Poland Ambassador to the United Kingdom
- In office 1960–1965
- Preceded by: Eugeniusz Milnikiel
- Succeeded by: Jerzy Morawski

Poland Ambassador to China
- In office 1966–1969
- Preceded by: Stanisław Kiryluk
- Succeeded by: Franciszek Stachowiak

Personal details
- Born: 5 October 1918 Lemberg, Austrian Galicia, Austria-Hungary
- Died: 18 December 1997 (aged 79)
- Alma mater: Columbia University
- Profession: Diplomat, historian, sinologist

= Witold Rodziński =

Polish historian, sinologist, and diplomat (1918–1997)

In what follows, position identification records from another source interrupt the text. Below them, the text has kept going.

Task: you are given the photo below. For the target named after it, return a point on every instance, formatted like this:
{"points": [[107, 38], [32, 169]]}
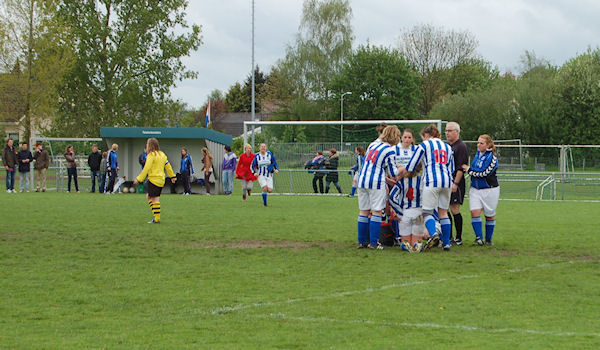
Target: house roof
{"points": [[166, 133]]}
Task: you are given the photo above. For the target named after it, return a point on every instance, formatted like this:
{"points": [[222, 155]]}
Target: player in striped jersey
{"points": [[438, 166], [355, 170], [263, 166], [372, 190]]}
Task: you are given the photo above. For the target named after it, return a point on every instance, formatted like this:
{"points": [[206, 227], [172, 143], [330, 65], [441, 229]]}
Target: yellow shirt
{"points": [[156, 164]]}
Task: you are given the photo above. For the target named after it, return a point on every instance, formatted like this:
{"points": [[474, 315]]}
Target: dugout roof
{"points": [[166, 133]]}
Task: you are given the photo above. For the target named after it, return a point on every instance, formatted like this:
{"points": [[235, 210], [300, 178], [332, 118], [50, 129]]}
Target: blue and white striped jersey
{"points": [[438, 163], [406, 194], [264, 164], [403, 155], [379, 160]]}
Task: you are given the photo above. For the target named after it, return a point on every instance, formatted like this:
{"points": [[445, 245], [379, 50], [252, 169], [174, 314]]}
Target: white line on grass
{"points": [[367, 290], [427, 325]]}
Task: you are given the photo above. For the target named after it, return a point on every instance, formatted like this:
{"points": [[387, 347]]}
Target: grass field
{"points": [[85, 271]]}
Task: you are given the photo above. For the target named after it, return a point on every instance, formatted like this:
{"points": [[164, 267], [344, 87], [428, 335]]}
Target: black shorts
{"points": [[459, 196], [153, 190]]}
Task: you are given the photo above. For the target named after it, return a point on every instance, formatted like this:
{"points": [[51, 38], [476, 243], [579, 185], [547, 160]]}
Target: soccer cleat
{"points": [[418, 247], [432, 242], [405, 247]]}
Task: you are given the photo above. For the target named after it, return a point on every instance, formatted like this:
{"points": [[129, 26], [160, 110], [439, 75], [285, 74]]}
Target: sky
{"points": [[555, 30]]}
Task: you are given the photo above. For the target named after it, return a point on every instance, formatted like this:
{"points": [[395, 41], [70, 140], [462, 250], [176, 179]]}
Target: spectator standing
{"points": [[94, 160], [461, 158], [228, 167], [24, 157], [331, 165], [112, 167], [243, 171], [317, 164], [186, 169], [71, 168], [42, 162], [9, 159], [102, 185], [207, 168]]}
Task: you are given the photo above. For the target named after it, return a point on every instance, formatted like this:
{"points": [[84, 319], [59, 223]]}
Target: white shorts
{"points": [[485, 198], [412, 223], [436, 197], [371, 199], [265, 181]]}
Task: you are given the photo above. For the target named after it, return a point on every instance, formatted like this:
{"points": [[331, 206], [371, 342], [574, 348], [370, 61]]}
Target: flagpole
{"points": [[252, 72]]}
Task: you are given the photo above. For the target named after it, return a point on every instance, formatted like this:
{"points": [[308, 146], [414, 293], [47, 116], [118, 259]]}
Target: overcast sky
{"points": [[556, 30]]}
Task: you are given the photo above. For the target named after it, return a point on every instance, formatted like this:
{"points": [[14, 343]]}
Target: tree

Witold Rodziński (5 October 1918 – 18 December 1997) was a Polish historian, sinologist and diplomat.

==Biography==
Rodziński was born on 5 October 1918 in Lemberg, Austrian Galicia (present-day Lviv, Ukraine) to a Polish father and a German mother. His father, Artur Rodziński, was a conductor and his mother, Ilse Reimesch, was a pianist.

He studied at the Columbia University, was an official at the United Nations 1945–47, and adviser in the Ministry of Foreign Affairs 1947–48, a researcher at the Institute of Social Sciences and the Central Committee of the Higher School of Pedagogy in Warsaw.

From 1958 to 1971 he was assistant professor at the Department of History of the University of Warsaw.

He was the Polish Ambassador to the United Kingdom 1960–65 and to the People's Republic of China 1966–69.

Rodziński was the author of the monumental History of China, published in English as The Walled Kingdom: A History of China from Antiquity to the Present.

On 18 December 1997, Rodziński died aged 79.